Gordon Linkon, president of Midway, explained the situation. "We keep talking to the FAA," he said, "and ask them, 'How about this?' They say, 'We'll let you know later.' Meanwhile, we're going forward as if it's been approved; no one's said no. . . . But I can't start up service and not tell the world and not do some advertising; so we're sitting with high hopes and confidence, but some nervousness."
Republic Airlines, according to May, was planning "a couple of new routes into New York," but now can't get the slots because it had not announced its intentions before the strike. Whatever those routes were -- May isn't saying -- will not have the benefit of Republic competition.
New York Air was unable to start its New York-Louisville service out of LaGuardia because the strike came just as the service was to start. So New York Air moved its Louisville flights from LaGuardia to Newark and postponed, at least for a while, plans to start LaGuardia-Detroit service.
"We hear that American is going to leave LaGuardia-Buffalo to USAir," said Neal Meehan, president and general manager of New York Air. "We would love to run five trips a day between LaGuardia and Buffalo, but because of the controllers situation" the slots will not be available.
Edwin I. Colodny, USAir's president and chairman, said that in his view the impact of the controllers strike on airline competition will be temporary. "It may shape the timing of the changes the various carriers have in mind," he said, but he expects most of the changes to take place eventually.
"The government says it will try to preserve room for new entrants," Colodny said. "But it will be tougher for those who are trying to raise money" for airplanes if they are having trouble getting into airports. "Frankly," said Colodny, "that's the way it should be. You don't have an ideal competitive situation in a system that can't accommodate competition."
The New York problem is the most worrisome and the one that will probably take the longest to solve. It is the prime market for the airlines and it has five critical air traffic control facilities: towers at LaGuardia, Kennedy and Newark, a combined radar room that handles approaches and departures to all three of those airports, and a regional center that has substantial international as well as domestic responsibilities.
The Professional Air Traffic Controllers Organization locals were very strong in all those facilities; almost all the controllers went out and stayed out. There is no way the FAA can retrain new personnel for those towers in weeks; it will take months, maybe even two years to get back to full capacity. The big airlines, with more large planes, are better able to take advantage than the small ones.
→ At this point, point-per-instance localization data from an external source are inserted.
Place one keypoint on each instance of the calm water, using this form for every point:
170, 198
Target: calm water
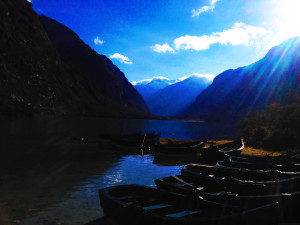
66, 192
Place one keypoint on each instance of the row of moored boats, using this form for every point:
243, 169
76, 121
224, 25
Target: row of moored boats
237, 190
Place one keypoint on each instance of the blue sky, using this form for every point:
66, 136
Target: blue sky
175, 38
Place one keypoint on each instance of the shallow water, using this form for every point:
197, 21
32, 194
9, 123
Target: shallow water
66, 192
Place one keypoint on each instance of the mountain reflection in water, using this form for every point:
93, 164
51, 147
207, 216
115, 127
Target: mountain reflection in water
66, 191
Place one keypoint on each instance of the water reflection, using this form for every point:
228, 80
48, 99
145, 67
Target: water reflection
63, 190
69, 193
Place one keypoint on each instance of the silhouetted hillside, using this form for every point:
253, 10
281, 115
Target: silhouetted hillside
96, 73
39, 75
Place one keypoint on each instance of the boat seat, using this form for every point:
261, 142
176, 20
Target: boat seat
157, 206
179, 185
183, 213
125, 197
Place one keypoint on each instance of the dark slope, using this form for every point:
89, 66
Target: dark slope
95, 72
30, 69
174, 98
36, 77
234, 93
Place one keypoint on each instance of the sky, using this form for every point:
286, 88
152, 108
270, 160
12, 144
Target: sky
175, 38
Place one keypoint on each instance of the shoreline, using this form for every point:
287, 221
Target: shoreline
247, 151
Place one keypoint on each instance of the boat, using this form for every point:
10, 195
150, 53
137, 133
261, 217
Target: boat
217, 152
291, 169
189, 150
282, 166
134, 204
238, 196
293, 157
248, 179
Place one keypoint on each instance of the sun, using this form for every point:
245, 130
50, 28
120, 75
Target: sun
288, 15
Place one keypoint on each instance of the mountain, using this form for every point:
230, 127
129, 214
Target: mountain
150, 86
48, 69
96, 73
234, 93
174, 98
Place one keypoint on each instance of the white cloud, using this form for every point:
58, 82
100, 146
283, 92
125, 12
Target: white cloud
239, 34
98, 41
146, 81
208, 77
211, 7
163, 48
121, 58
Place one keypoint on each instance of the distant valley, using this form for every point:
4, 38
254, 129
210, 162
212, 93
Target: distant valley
169, 98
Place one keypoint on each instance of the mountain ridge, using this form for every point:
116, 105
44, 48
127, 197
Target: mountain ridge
234, 93
36, 78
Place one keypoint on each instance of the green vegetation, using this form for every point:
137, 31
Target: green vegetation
276, 127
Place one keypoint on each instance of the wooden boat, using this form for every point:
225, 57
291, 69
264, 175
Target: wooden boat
190, 150
213, 175
281, 169
133, 204
294, 157
217, 152
239, 196
283, 166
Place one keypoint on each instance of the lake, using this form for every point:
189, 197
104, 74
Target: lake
66, 191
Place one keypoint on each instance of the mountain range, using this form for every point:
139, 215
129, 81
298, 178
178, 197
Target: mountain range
46, 68
150, 86
174, 98
234, 93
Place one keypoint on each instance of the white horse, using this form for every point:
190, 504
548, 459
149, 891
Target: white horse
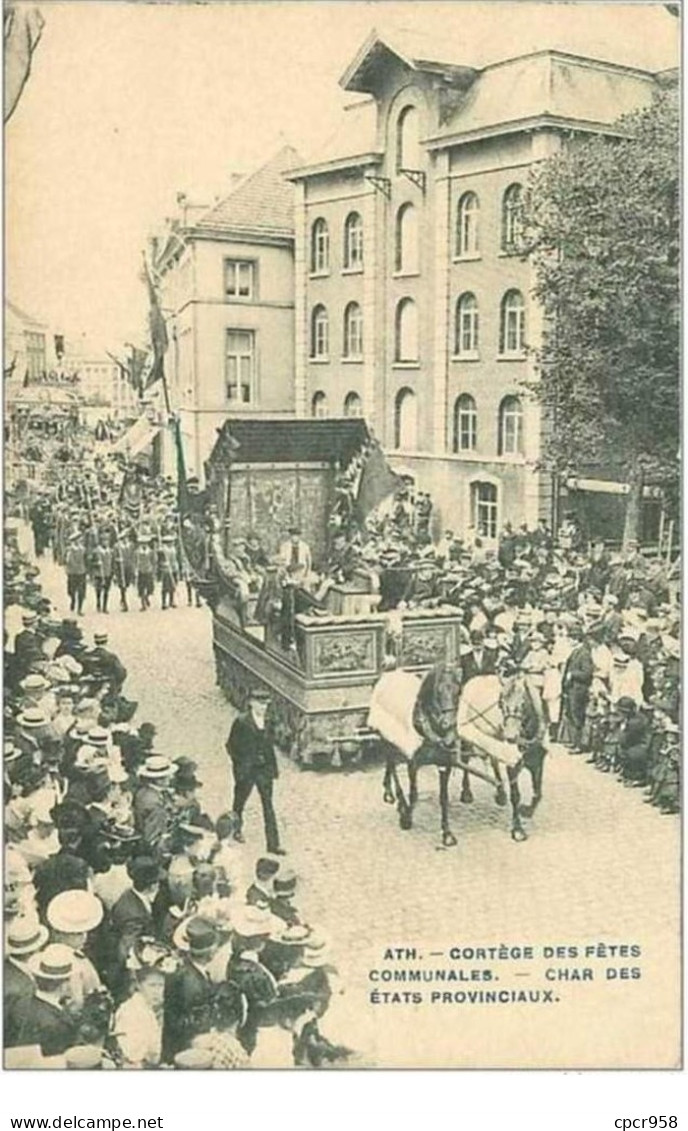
498, 718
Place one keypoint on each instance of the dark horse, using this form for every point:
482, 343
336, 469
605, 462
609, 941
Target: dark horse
499, 718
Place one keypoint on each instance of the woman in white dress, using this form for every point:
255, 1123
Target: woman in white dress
138, 1022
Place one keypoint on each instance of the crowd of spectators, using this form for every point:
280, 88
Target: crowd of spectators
139, 932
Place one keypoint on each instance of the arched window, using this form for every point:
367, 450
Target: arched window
465, 423
407, 135
465, 331
405, 420
483, 509
512, 217
405, 330
510, 428
512, 324
353, 242
467, 225
353, 330
353, 405
405, 250
318, 405
319, 333
319, 247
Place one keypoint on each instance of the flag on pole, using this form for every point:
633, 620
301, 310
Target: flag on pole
137, 364
377, 482
157, 328
22, 32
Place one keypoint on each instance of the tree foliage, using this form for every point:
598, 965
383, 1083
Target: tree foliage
601, 226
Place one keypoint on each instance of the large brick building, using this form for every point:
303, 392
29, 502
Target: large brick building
226, 288
411, 305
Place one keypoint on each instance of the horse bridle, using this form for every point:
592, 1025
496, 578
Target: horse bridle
506, 715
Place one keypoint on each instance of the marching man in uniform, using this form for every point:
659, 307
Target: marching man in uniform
145, 570
169, 570
255, 765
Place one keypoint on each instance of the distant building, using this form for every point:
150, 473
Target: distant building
226, 286
26, 346
411, 307
103, 385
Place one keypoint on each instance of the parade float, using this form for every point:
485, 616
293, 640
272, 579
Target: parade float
318, 654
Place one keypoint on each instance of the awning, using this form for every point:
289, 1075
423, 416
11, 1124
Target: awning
137, 438
610, 486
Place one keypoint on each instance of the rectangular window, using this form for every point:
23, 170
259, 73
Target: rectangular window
240, 367
239, 278
484, 509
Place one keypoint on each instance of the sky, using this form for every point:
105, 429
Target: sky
129, 103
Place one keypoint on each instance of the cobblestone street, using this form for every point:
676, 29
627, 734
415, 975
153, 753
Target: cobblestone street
599, 866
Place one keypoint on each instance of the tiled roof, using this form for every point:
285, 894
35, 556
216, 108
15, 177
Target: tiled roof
641, 35
284, 441
261, 203
22, 316
547, 84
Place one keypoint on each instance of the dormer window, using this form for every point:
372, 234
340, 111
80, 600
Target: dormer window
407, 139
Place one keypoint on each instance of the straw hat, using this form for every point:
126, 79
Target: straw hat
75, 912
25, 935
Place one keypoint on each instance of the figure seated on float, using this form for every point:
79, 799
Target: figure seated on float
347, 585
423, 588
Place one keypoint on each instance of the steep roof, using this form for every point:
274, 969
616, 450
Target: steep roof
261, 204
22, 316
548, 85
470, 36
293, 440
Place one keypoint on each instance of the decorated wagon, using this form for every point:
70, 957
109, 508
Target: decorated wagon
318, 648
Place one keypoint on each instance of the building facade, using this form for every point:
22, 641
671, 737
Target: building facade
412, 304
27, 346
103, 386
226, 285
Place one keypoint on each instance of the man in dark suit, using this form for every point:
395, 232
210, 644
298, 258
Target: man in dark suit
42, 1019
131, 917
27, 645
108, 664
481, 659
189, 992
255, 765
151, 809
575, 692
252, 927
25, 937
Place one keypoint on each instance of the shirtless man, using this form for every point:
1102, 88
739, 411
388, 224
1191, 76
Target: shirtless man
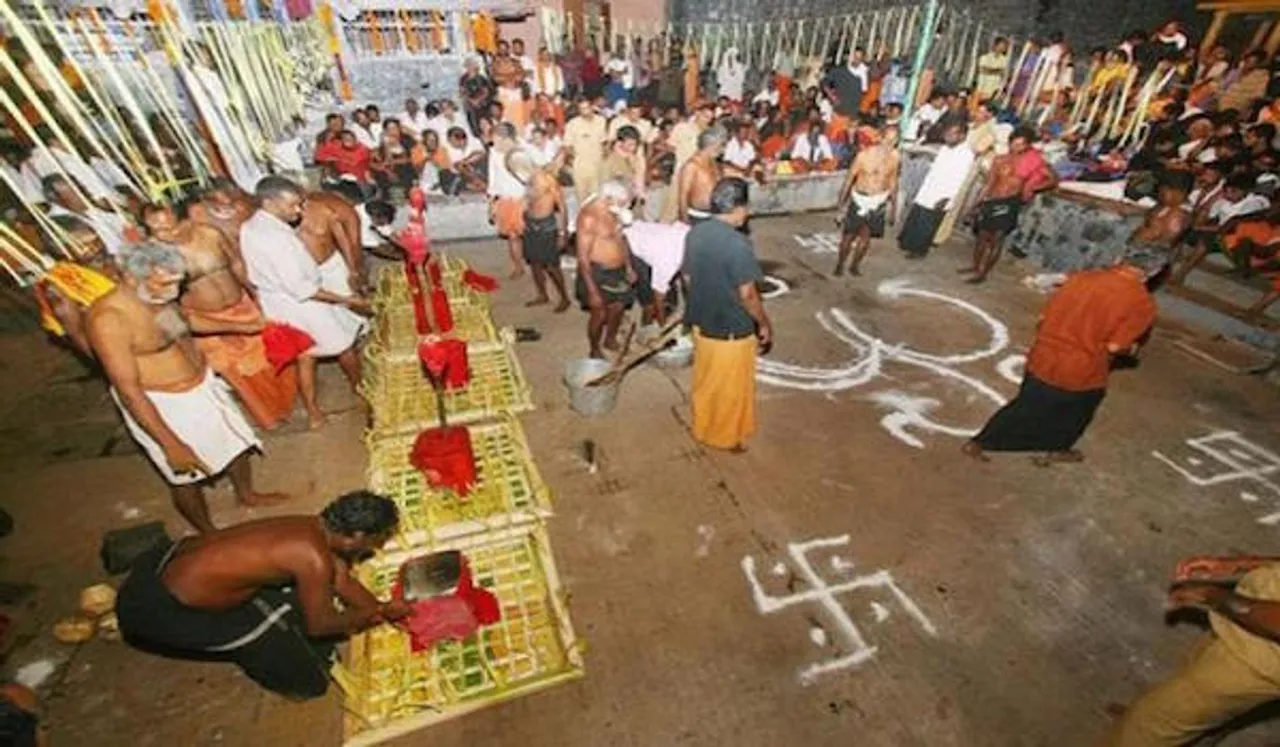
330, 229
1164, 225
223, 206
261, 594
996, 211
604, 271
868, 195
545, 225
698, 177
173, 404
215, 290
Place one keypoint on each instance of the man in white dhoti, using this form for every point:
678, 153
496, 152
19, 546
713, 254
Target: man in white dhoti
174, 407
291, 288
657, 252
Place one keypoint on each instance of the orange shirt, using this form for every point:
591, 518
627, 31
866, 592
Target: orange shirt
1093, 310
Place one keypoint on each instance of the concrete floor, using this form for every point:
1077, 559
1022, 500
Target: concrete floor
1028, 600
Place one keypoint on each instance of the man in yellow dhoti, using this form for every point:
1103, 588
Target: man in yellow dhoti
727, 317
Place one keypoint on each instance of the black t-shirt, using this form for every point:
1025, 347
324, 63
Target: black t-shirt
718, 260
849, 90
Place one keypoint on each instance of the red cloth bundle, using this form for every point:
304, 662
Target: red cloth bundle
446, 361
446, 458
478, 282
284, 344
448, 617
442, 311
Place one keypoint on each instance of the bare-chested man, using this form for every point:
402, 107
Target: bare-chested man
261, 594
172, 402
545, 225
292, 289
223, 206
215, 290
698, 177
997, 207
1164, 225
330, 229
868, 196
604, 273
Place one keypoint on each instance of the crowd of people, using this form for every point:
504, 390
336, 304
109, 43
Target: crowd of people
195, 297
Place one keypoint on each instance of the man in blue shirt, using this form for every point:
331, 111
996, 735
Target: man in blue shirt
727, 316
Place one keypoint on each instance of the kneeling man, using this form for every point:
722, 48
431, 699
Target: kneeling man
261, 594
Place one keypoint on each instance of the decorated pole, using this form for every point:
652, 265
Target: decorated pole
922, 55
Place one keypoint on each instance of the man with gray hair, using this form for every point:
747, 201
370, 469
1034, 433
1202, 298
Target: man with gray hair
174, 407
604, 271
507, 195
698, 177
1096, 317
291, 288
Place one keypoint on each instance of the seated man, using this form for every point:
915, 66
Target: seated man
466, 156
347, 166
261, 594
1233, 668
1237, 202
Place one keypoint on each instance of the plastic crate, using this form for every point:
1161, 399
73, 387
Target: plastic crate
402, 399
508, 490
391, 691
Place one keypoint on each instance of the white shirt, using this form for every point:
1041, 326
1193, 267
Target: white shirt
458, 155
415, 123
946, 175
23, 180
370, 138
621, 67
801, 150
544, 154
502, 182
741, 152
1224, 211
287, 279
771, 97
106, 224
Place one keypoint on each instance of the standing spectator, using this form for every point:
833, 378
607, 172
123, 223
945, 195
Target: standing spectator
849, 83
1247, 85
584, 141
941, 184
414, 120
727, 316
592, 74
391, 163
731, 76
517, 53
478, 92
547, 78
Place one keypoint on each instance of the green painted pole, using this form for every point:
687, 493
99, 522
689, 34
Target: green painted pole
922, 55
Eastern, for example, has lost some slots between LaGuardia and Boston for that leg of its shuttle, so it has simply put on four jumbo-jet A300s. New York Air is stuck with fewer flights and its smaller DC9s.
A similar situation exists in Chicago, but airlines are already figuring out how to work their connecting flights through places such as Milwaukee and Detroit, where the control situation is less severe.
In Washington, National Airport tower chief Harry Hubbard said he can handle all the traffic the rest of the system has been able to deliver to him. "We haven't had any delays because of problems here," Hubbard said. That doesn't mean, however, that people won't spend time sitting on the ground at National. FAA's flow control won't let their flights take off until they can get a direct no-holding-pattern route all the way to their destination.
The brightest picture is on the West Coast. Fewer controllers struck and weather does not usually present the control problems that it does in the Northeast.
"New entrants are at least being allowed to get their foot in the door," said analyst Joedicke. "But the strike will make it difficult for some of them to grow unless they can find some other markets."